June 1, 2006

Sandra Timmons: From COO to Chief Executive

After five years as chief operating officer of Girls Incorporated, Sandra Timmons was enjoying her job, but an unexpected conversation caused her to consider a chief executive position. In 2003, she became president of A Better Chance.

Position: President, A Better Chance
Start Date: May, 2003
Education: BA, Business/Economics, University of Pittsburgh; Master of Science in Public Policy, Carnegie Mellon University
Previous For-Profit Experience: Marketing, finance, and corporate planning positions at Honeywell and IBM
Previous Nonprofit Experience: Chief Operating Officer, Girls Incorporated; Chief of Staff to the President, the College Board
Organization Information: National organization that identifies and recruits academically talented and motivated students of color and guides them toward a variety of educational opportunities; founded in 1963; based in New York City; $3 million budget

Sandra Timmons didn’t jump from chief operating officer (COO) to chief executive officer (CEO); she was pushed. After five years as COO of Girls Incorporated, she reluctantly interviewed for the top job at another nonprofit, largely as a courtesy to a colleague. The recruiter managing the search was very interested in her and encouraged her to consider the opportunity seriously. Timmons recalled, “[The recruiter] said ‘Okay, you’re having a good time as the number-two person in a national organization, but are you going to do that for 25 more years?’” The recruiter was successful in persuading Timmons to consider the position, which she eventually was offered and accepted. She became president of A Better Chance in 2003.

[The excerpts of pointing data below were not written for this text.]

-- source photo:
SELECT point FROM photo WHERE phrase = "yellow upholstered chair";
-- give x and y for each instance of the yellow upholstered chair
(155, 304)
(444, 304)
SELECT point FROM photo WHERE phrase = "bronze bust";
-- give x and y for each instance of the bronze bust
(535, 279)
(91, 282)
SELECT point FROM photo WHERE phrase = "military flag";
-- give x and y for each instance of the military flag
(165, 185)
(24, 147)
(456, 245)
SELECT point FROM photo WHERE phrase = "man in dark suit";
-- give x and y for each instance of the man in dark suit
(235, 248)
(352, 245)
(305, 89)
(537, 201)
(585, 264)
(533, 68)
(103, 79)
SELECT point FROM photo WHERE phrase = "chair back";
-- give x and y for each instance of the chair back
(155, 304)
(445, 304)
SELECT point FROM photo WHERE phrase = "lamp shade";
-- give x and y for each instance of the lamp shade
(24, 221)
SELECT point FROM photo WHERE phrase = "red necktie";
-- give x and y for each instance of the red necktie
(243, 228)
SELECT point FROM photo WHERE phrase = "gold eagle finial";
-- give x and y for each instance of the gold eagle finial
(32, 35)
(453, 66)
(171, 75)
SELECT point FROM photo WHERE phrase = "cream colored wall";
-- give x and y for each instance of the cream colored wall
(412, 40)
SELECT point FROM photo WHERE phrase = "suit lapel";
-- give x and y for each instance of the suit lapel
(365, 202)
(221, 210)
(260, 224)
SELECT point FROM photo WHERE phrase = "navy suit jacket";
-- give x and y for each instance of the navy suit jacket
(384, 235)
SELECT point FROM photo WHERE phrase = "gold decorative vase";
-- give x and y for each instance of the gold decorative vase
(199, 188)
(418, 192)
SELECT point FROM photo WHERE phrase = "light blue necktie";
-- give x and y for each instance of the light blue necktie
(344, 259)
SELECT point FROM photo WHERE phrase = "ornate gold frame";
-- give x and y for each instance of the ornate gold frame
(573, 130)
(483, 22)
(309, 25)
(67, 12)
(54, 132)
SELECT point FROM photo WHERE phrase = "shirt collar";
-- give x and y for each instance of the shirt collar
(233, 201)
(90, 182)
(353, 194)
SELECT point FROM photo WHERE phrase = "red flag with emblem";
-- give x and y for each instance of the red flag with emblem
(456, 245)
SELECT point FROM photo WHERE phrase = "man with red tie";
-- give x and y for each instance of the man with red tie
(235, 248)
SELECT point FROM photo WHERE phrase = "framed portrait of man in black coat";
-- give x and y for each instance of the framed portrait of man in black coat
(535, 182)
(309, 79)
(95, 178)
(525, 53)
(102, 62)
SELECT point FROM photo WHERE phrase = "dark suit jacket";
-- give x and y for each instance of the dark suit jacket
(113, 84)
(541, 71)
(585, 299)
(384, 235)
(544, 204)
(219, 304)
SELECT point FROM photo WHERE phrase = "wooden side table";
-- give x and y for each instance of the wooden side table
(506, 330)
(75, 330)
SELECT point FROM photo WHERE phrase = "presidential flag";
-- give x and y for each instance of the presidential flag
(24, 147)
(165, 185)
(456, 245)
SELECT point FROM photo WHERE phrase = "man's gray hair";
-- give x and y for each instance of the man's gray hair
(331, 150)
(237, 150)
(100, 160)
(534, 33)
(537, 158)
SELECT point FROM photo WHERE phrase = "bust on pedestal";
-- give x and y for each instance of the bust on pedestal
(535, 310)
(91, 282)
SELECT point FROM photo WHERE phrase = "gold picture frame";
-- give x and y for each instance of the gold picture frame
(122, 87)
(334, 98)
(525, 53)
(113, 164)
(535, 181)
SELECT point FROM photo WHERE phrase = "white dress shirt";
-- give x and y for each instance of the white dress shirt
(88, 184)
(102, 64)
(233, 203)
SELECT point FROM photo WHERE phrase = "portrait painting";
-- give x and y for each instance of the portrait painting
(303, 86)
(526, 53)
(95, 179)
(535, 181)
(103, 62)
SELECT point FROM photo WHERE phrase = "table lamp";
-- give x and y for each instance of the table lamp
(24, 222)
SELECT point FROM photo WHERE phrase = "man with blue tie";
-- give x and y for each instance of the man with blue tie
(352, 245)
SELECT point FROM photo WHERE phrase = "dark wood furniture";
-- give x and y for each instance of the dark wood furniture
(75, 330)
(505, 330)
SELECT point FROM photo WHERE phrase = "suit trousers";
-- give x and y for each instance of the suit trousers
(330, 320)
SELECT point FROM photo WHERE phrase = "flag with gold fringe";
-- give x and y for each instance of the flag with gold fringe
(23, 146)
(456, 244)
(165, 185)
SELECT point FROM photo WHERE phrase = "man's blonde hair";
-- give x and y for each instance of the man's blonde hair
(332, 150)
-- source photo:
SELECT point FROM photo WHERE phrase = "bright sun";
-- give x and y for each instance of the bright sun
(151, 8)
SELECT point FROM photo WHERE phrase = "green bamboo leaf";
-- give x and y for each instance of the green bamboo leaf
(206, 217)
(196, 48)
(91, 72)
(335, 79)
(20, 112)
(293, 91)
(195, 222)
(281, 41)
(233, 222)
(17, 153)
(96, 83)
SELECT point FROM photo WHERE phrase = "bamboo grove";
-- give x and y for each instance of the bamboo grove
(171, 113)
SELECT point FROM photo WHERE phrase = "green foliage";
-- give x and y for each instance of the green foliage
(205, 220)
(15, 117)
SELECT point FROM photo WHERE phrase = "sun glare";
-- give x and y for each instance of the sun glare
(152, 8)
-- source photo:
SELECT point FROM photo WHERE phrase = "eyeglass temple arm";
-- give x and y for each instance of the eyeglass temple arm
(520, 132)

Timmons started her career at Honeywell, in a management-training program that exposed her to many aspects of both the business and the nonprofit worlds. “Honeywell was a good corporate citizen in Minneapolis. Whenever there was a mentoring program or a local event, we would participate. I represented the company at a lot of those opportunities. My first notion of being in the nonprofit sector came from doing that kind of thing on evenings and weekends. I liked what the organizations were doing and I liked the people.”

From Honeywell, Timmons went to the College Board, first as special assistant to the president for financial and strategic planning and then as chief of staff—a job with similar responsibilities to a COO position. The College Board is a nonprofit membership association comprising school systems, universities, and colleges, but it is also a business that derives significant revenue from standardized testing. Timmons said, “It’s not a nonprofit organization in the way you think of nonprofit organizations traditionally. It has elements of both an association and a corporation.” She saw the chief of staff job as “a great role in which to learn and view up close the kinds of things CEOs deal with, like board governance, policy and legal issues, and staffing.”

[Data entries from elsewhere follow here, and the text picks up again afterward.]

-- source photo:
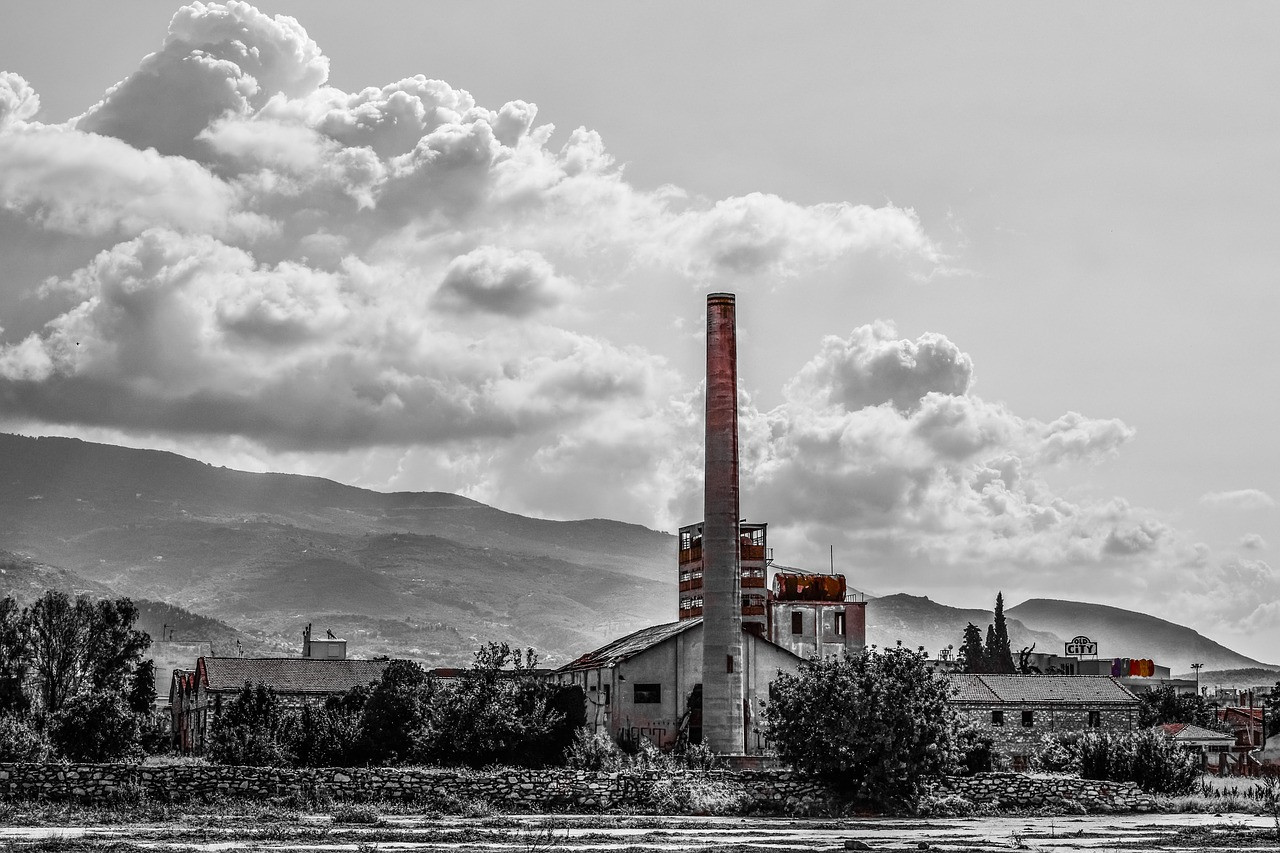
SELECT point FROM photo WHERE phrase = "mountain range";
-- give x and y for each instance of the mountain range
(251, 559)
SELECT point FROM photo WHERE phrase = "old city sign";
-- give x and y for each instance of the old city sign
(1080, 646)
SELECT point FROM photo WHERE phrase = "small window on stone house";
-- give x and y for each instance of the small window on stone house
(647, 694)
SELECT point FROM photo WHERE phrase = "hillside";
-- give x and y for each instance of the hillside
(919, 621)
(429, 575)
(1125, 633)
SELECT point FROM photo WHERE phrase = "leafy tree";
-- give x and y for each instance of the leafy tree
(972, 656)
(14, 660)
(394, 714)
(1146, 757)
(96, 726)
(498, 712)
(1000, 657)
(1271, 712)
(81, 646)
(251, 730)
(329, 735)
(21, 740)
(872, 726)
(142, 688)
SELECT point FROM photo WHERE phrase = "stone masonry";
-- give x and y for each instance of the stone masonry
(517, 790)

While at the College Board, Timmons volunteered with Girls Incorporated, a national nonprofit youth development organization. One of the staff people with whom she worked told her that the organization was looking for a COO to run the national operations so the president could focus more on fundraising, organizational visibility, and other external issues. Timmons asked for a job description, liked it, applied, and was hired.

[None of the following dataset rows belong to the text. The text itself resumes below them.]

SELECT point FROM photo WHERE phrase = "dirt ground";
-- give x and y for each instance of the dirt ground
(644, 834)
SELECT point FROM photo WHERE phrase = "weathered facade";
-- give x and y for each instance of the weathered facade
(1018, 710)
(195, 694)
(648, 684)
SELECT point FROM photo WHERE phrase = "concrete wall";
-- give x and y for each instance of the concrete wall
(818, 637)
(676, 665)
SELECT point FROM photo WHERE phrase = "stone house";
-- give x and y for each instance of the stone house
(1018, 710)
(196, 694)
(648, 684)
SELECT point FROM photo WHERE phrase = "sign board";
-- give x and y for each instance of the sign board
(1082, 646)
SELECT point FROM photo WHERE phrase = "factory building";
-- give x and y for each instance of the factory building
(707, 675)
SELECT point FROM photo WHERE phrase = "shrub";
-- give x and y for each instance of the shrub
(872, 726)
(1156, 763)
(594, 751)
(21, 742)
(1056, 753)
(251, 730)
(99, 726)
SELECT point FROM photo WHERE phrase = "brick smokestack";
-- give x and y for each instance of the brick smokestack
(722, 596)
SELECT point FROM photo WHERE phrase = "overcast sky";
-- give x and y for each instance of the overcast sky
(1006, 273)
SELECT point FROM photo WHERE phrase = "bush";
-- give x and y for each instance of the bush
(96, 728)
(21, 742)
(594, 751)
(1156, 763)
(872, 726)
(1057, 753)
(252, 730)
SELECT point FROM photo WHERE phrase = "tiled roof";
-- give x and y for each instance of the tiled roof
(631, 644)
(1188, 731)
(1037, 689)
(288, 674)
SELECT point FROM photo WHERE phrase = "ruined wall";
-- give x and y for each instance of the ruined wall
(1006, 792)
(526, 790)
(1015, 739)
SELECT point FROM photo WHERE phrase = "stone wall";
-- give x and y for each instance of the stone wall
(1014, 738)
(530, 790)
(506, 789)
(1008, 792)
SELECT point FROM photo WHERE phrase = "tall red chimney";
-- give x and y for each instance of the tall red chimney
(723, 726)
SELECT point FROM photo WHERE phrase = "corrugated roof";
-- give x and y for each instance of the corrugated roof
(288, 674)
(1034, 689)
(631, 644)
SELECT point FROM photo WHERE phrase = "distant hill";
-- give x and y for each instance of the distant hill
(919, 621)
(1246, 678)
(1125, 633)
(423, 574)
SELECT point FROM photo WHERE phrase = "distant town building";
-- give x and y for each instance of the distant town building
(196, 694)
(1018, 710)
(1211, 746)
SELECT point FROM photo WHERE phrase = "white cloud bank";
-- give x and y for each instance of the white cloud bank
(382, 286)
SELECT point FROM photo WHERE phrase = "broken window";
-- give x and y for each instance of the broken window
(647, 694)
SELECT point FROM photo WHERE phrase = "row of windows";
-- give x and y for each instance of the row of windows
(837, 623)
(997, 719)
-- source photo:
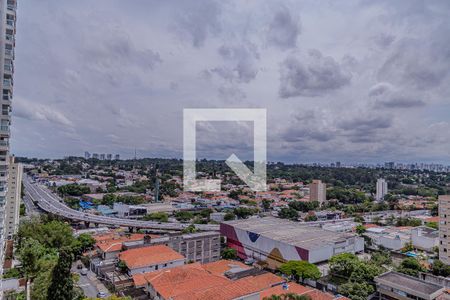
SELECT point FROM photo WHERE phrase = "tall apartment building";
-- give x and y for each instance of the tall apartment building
(444, 229)
(318, 191)
(382, 189)
(13, 197)
(7, 43)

In the COO position at Girls Incorporated, Timmons oversaw programs, research, training, affiliate relations, technology, and human resources. Finance, development, and communications reported directly to the president. She was responsible for managing 60 percent of the organization’s budget and staff.

Timmons had worked there almost two years when the president announced she was leaving. “The president came to me and said, ‘You’re in the COO chair. Do you want to be considered for this job?’ I didn’t.” Timmons didn’t feel that she was ready to take on the responsibility of that position permanently, but she agreed to serve as interim president while the board searched for a successor. She saw the interim position as a good opportunity to try out the job. When a new president was hired, Timmons went back to managing the organization internally but continued to do some board work, fundraising, and long-term organizational planning.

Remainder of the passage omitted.